Thanks @Justin_Walsh. Runbooks sound great, especially if they come with recurrent scheduling.
We want our deployments to be reliable every time too, that is why we need Step time-outs
Two use cases for Step time-outs are (1) retries and (2) detecting wedged/failed deployments.
Shockingly some things on the Internet are not 100% reliable . If we can’t implement retry logic, we can’t make our deploys reliable. As others have cited, things like Azure FTP connections or CloudFormation updates (using the Octopus Step template) can hang forever or at least for many hours. If we can’t timeout then we can’t retry.
Second, without a timeout, a wedged deployment never fails.
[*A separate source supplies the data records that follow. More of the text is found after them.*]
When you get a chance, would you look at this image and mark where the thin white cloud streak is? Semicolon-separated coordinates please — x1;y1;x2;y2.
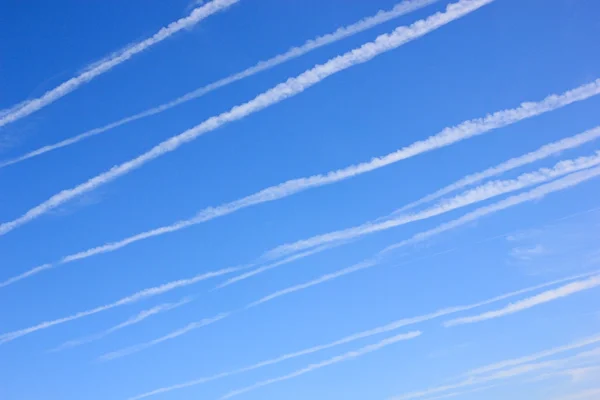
395;127;600;213
0;267;244;345
444;275;600;327
248;167;600;307
0;0;239;127
252;151;600;268
389;336;600;400
98;313;230;361
8;79;600;288
0;0;439;168
50;298;192;352
0;0;494;235
221;331;421;400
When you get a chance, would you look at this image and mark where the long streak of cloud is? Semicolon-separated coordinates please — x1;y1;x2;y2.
0;0;494;235
128;271;598;400
0;0;239;127
0;0;439;168
444;275;600;327
221;331;421;400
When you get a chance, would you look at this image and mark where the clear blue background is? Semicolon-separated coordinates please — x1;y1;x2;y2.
0;0;600;400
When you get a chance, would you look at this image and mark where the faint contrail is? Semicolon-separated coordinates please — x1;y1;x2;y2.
0;0;239;127
0;0;439;168
50;298;192;352
397;127;600;213
444;275;600;327
0;0;494;235
128;271;598;400
243;167;600;307
221;331;421;400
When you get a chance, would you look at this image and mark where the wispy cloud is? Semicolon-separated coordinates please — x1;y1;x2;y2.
221;331;421;400
0;0;439;168
0;0;496;235
444;275;600;327
98;313;229;361
396;127;600;213
243;167;600;307
0;267;243;345
50;298;192;352
0;0;239;127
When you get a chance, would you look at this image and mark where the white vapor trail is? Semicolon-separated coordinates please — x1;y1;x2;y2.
396;127;600;213
128;271;598;400
0;267;244;345
248;167;600;307
389;335;600;400
5;83;600;288
221;331;421;400
444;275;600;327
0;0;239;127
0;0;439;168
237;151;600;280
98;313;229;361
0;0;494;235
50;298;192;352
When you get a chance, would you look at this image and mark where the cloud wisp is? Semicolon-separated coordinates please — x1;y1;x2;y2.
0;0;494;236
128;271;598;400
0;0;439;168
220;331;421;400
444;275;600;327
0;0;239;127
50;298;192;353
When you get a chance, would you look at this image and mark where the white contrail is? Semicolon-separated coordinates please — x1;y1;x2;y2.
0;267;239;345
221;331;421;400
444;275;600;327
249;167;600;307
232;151;600;280
389;335;600;400
129;271;598;400
397;127;600;213
50;298;192;352
0;0;239;127
5;79;600;288
0;0;494;235
98;313;229;361
0;0;439;168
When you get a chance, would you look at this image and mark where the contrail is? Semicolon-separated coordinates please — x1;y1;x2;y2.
444;275;600;327
0;0;239;127
221;331;421;400
0;267;243;345
5;79;600;288
0;0;494;235
0;0;439;168
98;313;229;361
396;127;600;213
128;271;598;400
50;298;192;353
244;167;600;307
237;151;600;281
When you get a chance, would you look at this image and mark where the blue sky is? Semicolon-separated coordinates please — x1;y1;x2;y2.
0;0;600;400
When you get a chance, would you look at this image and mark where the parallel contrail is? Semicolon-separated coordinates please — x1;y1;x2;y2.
250;167;600;307
0;0;240;127
220;331;421;400
50;298;192;352
0;0;439;168
397;127;600;213
128;271;598;400
0;0;494;235
0;267;243;345
444;275;600;327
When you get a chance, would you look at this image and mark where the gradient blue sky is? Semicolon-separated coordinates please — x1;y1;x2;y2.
0;0;600;400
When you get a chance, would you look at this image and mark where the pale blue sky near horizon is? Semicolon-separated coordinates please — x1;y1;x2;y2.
0;0;600;400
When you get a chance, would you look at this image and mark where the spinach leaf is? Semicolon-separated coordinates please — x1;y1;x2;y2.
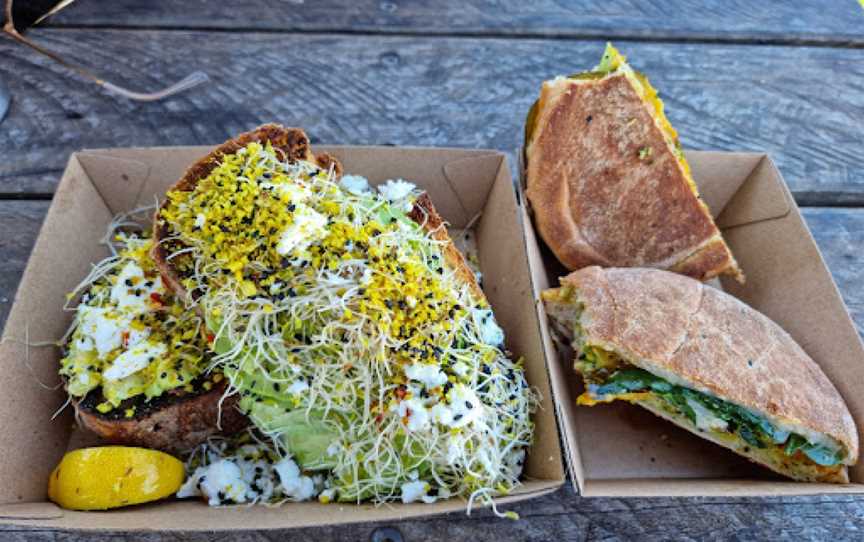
592;368;672;395
803;444;843;467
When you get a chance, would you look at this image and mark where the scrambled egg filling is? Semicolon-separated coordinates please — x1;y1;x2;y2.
161;143;536;502
576;346;846;467
60;234;212;417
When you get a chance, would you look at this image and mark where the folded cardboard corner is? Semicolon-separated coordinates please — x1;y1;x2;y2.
0;147;566;531
520;152;864;496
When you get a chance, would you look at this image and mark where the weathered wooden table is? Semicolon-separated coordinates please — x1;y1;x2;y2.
0;0;864;541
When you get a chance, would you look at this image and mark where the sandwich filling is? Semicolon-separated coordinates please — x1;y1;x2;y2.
576;346;846;467
59;233;214;417
160;143;536;508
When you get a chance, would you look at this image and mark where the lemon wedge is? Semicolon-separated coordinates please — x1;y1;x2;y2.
48;446;183;510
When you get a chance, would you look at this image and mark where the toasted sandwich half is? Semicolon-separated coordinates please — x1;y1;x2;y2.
542;266;858;483
525;44;743;280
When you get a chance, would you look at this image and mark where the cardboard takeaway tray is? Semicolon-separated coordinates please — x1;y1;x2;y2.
0;147;565;531
520;152;864;497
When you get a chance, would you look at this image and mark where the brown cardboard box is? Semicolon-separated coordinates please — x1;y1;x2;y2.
523;152;864;496
0;147;565;531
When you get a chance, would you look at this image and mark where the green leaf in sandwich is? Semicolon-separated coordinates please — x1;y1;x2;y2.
542;267;858;483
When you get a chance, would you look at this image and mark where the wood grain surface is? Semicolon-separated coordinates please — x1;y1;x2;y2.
0;487;864;542
38;0;864;44
0;31;864;205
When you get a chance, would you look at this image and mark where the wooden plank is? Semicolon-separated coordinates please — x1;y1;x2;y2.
0;485;864;542
0;29;864;205
38;0;864;43
0;204;864;542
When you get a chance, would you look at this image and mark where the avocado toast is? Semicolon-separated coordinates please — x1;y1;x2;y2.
59;233;248;451
153;125;536;502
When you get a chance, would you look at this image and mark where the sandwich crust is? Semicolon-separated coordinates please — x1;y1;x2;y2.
525;73;742;280
72;379;249;453
561;266;858;464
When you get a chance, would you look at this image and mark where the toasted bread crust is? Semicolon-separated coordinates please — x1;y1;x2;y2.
525;74;741;280
72;380;249;453
150;124;342;298
408;192;486;302
635;400;849;484
561;266;858;464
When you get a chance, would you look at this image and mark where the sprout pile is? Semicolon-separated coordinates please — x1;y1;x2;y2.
159;143;537;510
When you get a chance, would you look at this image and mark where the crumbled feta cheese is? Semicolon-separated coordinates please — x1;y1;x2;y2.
405;363;447;389
378;179;417;202
175;467;207;499
102;341;168;381
273;457;315;501
288;380;309;395
276;204;327;256
339;175;372;196
111;262;163;310
471;308;504;346
402;480;429;504
78;305;129;358
453;361;471;376
447;435;465;465
399;398;430;431
260;182;312;205
439;384;482;427
199;459;249;506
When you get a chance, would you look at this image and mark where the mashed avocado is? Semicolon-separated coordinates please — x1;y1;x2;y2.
160;143;536;502
60;235;212;416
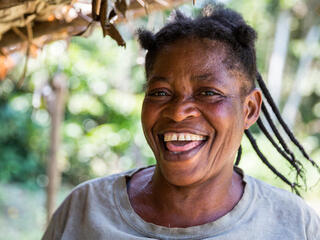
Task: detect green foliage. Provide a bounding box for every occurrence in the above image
[0,0,320,191]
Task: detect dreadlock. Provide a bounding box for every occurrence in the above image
[138,4,320,195]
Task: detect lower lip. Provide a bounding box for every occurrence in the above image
[161,139,208,162]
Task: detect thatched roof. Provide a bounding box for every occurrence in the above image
[0,0,188,50]
[0,0,191,80]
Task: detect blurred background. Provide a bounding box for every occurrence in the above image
[0,0,320,240]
The Octopus official CloudFormation Step is a good example, it has no built-in time-out/retry/rollback logic. For some resources CloudFormation will ‘stick’ for 3+ hours. When you schedule a deployment in Octopus, you can set a critical start window, but not a critical duration. So without a timeout you can’t get to the notification Step to tell you a deployment failed/wedged. It never fails because it is wedged (for hours in this case, but potentially forever).
With a Step timeout we could move to the next Step, detect that the CF action has not completed in any reasonable time, cancel it to roll it back, and notify operators to investigate. Or we could enter Guided Failure mode. Without Step timeouts this is a silent failure we can’t detect or address.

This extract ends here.